Why?  Gartner found that 66% of companies undertaking digital transformation expect to generate more revenue from their operations, while 48% predict that more business will arrive through digital channels.  IDC believes digital transformation could add $18 trillion in business value worldwide.  If your competitors are moving forward with digital transformation, not doing so is likely an existential threat to your business.

Digital transformation goes beyond digitization.

Digital transformation goes beyond digitization.

Digitization is not transformation

What digital transformation isn’t is technology alone – it’s strategy.  The technology will continually evolve to incorporate business process automation, robotic process automation and artificial intelligence.  Focusing on one or more of these or other technologies is shortsighted – it’s the way you implement these technologies that’s important.   As well, digital transformation can’t just focus on the online world – it needs to bridge the gap between online and offline.   It should incorporate the enterprise, supply chain, partners, customers, and employees in terms of strategy and execution.

Consider Amazon.  A dozen years ago the retail sector focused on bricks and mortar, and then shifted to bricks and clicks.  Amazon deployed an all-digital strategy and skipped over bricks and clicks. Today Amazon is the biggest retailer in many categories. Their digital transformation did not focus on technology but on the strategy that drives their business. It started with customer-facing areas, including sales, marketing and customer support, and included back-office operations and internal processes to streamline the customer journey.   Every part of Amazon exists to serve its customers.
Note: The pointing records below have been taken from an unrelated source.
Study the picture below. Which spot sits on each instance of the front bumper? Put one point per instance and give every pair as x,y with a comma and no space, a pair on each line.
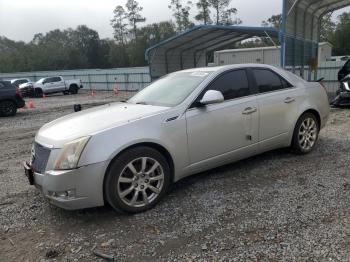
73,189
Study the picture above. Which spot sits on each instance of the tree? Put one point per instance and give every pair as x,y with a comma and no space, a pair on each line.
223,13
228,17
134,16
274,21
182,14
341,36
119,25
203,15
327,27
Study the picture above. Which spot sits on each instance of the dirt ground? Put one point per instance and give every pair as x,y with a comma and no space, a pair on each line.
272,207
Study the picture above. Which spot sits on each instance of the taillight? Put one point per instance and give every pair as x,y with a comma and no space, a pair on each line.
18,92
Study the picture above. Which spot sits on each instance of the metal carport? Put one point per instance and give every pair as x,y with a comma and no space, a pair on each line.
300,35
189,49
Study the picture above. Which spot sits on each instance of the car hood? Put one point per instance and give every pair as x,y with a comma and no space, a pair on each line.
88,122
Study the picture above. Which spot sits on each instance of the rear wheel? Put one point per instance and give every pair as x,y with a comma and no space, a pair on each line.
305,134
8,108
137,180
73,89
38,92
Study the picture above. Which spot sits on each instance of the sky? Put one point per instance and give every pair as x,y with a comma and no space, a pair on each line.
21,19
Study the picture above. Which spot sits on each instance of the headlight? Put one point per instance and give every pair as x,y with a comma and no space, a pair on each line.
70,154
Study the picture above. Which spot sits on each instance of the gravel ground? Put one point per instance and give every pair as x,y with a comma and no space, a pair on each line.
272,207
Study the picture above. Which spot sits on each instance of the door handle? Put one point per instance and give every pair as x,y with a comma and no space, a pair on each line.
289,100
249,110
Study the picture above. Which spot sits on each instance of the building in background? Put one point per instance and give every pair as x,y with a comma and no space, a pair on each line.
263,55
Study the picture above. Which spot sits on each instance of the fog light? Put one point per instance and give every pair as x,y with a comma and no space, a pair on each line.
63,194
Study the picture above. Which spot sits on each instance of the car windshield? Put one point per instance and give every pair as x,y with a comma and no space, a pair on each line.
170,90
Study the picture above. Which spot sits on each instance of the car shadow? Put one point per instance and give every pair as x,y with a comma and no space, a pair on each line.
105,214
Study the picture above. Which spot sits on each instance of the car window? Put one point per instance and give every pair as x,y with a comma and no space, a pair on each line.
268,81
47,80
233,84
22,81
170,90
7,84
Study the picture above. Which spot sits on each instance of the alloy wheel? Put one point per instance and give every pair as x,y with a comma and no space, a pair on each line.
307,135
140,182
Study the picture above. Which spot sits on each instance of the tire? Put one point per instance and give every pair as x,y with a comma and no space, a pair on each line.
137,189
38,92
73,89
8,108
305,134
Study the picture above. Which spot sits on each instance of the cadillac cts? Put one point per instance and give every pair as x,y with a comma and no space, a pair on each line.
127,154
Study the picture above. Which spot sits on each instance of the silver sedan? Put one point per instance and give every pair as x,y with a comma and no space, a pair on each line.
128,154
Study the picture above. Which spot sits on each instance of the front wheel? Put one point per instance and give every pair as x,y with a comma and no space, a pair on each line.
7,108
73,90
137,180
305,134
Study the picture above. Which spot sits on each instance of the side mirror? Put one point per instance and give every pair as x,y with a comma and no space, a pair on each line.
212,97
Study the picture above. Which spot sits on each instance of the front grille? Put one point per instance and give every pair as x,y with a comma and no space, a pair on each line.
40,156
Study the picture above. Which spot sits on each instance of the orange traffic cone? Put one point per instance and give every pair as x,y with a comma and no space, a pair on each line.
115,91
31,104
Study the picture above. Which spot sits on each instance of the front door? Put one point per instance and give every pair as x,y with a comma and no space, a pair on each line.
215,132
278,103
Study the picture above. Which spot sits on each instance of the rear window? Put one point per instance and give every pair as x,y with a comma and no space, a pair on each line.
7,84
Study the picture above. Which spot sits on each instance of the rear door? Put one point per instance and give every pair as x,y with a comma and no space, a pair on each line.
58,84
49,85
217,131
278,102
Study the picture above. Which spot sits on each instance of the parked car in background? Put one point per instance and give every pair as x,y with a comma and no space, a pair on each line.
127,154
57,84
28,90
17,82
10,99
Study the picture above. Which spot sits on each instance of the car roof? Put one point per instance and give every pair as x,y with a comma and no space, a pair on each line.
227,67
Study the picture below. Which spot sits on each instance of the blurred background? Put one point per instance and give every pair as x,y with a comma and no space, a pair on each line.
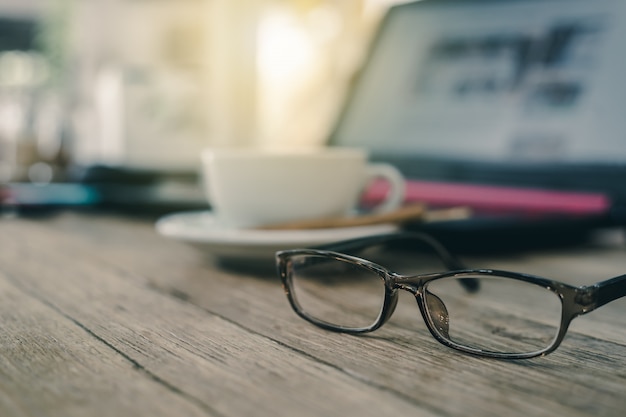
109,102
114,87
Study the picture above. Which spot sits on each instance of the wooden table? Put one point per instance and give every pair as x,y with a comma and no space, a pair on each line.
101,316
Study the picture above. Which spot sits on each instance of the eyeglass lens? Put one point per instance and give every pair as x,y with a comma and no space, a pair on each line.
505,316
336,292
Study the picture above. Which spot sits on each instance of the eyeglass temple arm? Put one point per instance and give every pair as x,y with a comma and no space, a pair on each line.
610,290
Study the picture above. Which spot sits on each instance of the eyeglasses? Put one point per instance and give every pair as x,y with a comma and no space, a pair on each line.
484,312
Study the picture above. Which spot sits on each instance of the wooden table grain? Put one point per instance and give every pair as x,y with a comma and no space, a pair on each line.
101,316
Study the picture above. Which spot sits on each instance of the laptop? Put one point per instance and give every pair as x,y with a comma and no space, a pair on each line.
514,108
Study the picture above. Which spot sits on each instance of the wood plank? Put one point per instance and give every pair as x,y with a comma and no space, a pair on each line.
585,376
48,360
224,367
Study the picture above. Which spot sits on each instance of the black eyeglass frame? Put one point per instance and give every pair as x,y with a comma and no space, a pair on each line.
575,300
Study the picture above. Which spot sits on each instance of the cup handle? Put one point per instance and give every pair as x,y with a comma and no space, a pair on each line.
397,185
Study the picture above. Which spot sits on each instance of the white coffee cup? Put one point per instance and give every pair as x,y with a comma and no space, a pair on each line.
254,187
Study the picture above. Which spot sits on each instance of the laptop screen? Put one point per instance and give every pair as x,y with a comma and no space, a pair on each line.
512,92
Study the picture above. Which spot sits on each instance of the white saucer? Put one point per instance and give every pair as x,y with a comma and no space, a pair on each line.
203,230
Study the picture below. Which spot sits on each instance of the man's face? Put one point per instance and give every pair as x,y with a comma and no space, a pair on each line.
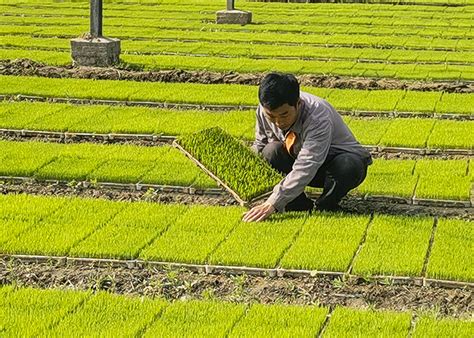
283,116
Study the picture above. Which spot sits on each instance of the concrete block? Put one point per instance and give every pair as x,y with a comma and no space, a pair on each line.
234,17
95,52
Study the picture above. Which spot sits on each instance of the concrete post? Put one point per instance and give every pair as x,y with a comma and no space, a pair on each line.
233,16
96,18
93,49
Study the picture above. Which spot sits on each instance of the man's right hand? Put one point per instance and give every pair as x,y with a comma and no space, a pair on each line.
259,213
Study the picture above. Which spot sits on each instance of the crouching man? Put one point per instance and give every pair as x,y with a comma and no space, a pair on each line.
302,136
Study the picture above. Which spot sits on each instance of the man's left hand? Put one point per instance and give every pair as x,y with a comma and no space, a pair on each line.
259,213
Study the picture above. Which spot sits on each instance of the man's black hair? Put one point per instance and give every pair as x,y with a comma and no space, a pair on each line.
276,89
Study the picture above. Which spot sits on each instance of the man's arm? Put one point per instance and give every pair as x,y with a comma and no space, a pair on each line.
260,135
312,155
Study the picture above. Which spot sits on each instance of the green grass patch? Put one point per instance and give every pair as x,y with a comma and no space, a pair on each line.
196,319
129,232
452,252
194,235
235,164
109,315
268,241
327,242
76,220
394,246
29,312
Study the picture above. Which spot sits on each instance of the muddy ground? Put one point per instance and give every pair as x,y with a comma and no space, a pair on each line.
349,204
72,189
28,67
173,284
145,141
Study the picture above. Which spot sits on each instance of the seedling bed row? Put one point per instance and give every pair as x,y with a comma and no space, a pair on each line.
237,270
210,107
168,139
218,180
117,186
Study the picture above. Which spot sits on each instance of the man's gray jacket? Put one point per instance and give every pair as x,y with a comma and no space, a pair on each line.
319,131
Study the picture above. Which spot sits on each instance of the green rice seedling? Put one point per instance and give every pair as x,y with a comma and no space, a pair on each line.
323,93
18,115
280,321
130,231
267,240
389,177
194,235
445,186
428,326
369,131
367,323
28,207
18,159
452,252
72,223
436,168
206,94
452,135
456,104
69,168
241,169
203,181
109,315
400,133
19,213
327,242
423,102
66,119
381,100
347,99
196,319
29,312
394,246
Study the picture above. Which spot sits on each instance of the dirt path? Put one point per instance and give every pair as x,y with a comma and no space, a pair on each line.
28,67
175,284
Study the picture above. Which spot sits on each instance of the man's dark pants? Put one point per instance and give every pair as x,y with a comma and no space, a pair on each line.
338,174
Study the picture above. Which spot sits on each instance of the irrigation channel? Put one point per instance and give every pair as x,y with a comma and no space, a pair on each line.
27,67
174,283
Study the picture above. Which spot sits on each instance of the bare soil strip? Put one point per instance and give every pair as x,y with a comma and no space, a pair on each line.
28,67
182,195
151,140
129,193
379,2
224,108
256,57
174,283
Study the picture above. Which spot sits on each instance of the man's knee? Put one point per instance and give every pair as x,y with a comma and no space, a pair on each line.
349,169
277,156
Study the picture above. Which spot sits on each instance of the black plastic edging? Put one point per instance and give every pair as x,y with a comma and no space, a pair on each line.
161,138
223,108
118,186
239,270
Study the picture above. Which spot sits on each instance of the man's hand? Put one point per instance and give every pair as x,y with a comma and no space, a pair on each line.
259,213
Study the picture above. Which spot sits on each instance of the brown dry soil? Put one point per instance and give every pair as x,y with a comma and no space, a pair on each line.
62,190
28,67
348,204
173,284
141,141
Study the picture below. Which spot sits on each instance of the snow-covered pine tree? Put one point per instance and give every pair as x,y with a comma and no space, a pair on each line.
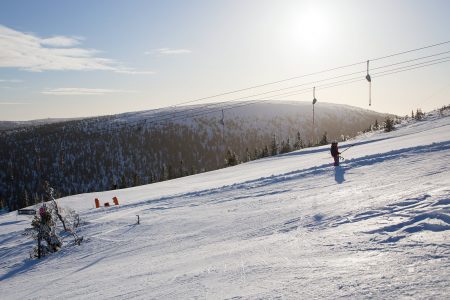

Companies like Amazon start with the customer and then work backwards into the enterprise in an outside-in approach.

Enterprise Content Management and Digital Transformation

Enterprise content management platforms are part of the solution, allowing companies to improve efficiency and compliance while reducing costs.   Without the technology in place, it’s impossible to transform the business – ECM platforms can help enable digital transformation, but that’s only part of the process.  Digitization alone is not transformational; the process requires fundamental customer-focused changes.  ECM plays a role in those changes to reduce the friction that often occurs in cumbersome manual processes.